Oops!  Thanks again, Swift, but the fact is that I had found this list of abbreviations and found that the one I was looking for, _+compl_, was not included.  I thought there must be another list that I could not find.  Any suggestions?


----------



## swift

Yes, I know those lists by heart.  Sorry, I forgot to say that not all abbreviations are listed.  Could you tell us which dictionary you are using, or the dictionary entry where you found that PoS?

I suspect "+compl" means "+ complement".  For example, "+ adv compl" stands for "+ adverbial complement".



> *pull* *1* /pʊl/ verbo transitivo
> (_in specified direction_) _(+ adv compl_): *he was ~ed from the rubble alive* lo sacaron vivo de entre los escombros; *the current ~ed him under* la corriente lo arrastró al fondo
> 
> http://www.wordreference.com/es/translation.asp?tranword=pull


----------



## jackinto

The abbreviation was here:  
http://www.wordreference.com/es/en/translation.asp?spen=resultar

Definition 2:  (+compl): resulta más barato asi

Apparently it just means that a direct object is required.  Still puzzled, and here I was thinking I knew my grammar!


----------



## Loob

jackinto said:


> Apparently it just means that a direct object is required.

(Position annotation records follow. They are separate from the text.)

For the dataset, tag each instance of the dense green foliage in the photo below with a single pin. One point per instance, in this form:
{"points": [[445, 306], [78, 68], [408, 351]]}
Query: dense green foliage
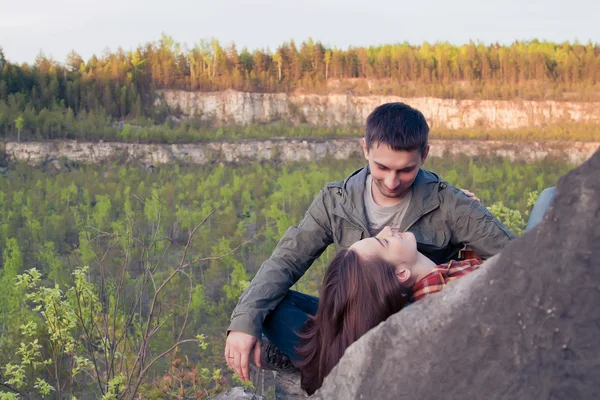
{"points": [[81, 99], [126, 222]]}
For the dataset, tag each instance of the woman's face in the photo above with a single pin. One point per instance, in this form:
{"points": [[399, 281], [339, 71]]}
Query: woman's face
{"points": [[399, 249]]}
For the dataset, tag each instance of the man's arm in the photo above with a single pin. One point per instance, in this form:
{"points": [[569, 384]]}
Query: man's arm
{"points": [[296, 251], [473, 225]]}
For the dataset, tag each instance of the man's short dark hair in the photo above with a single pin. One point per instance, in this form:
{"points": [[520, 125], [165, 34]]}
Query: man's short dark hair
{"points": [[399, 126]]}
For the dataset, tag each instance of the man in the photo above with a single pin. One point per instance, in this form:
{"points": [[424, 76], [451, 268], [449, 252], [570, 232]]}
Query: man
{"points": [[392, 190]]}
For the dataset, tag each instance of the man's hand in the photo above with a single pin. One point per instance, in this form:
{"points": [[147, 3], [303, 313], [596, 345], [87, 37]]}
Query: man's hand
{"points": [[471, 195], [237, 353]]}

No, not a direct object, a complement.

You might find this comparison between objects and complements in English helpful - click.


----------



## jackinto

Excellent, Loob, that clears up the meaning of _+compl_ for me!   Still, it'd odd that the dictionary should use abbreviations which are nowhere clearly defined.

Thanks for all the help!


----------



## Dmitry_86

Hello!!!

A nice question has been put forward!!! I am also interested sometimes in finding a particular abbreviation in the forum dictionary. There are some abbreviations that are conversational (AFAIK - As far as I know, etc.), but there are also a lot of scientific ones frequently used in writing and in speech. That is why an opportunity of seeing the definition of an abbreviation would be extremely useful. 

I have not understaood exactly if there is a way of seeing the whole abbreviation list in the forum. If so, where can I find a link to this section (devoted to abbreviations)?

Best


----------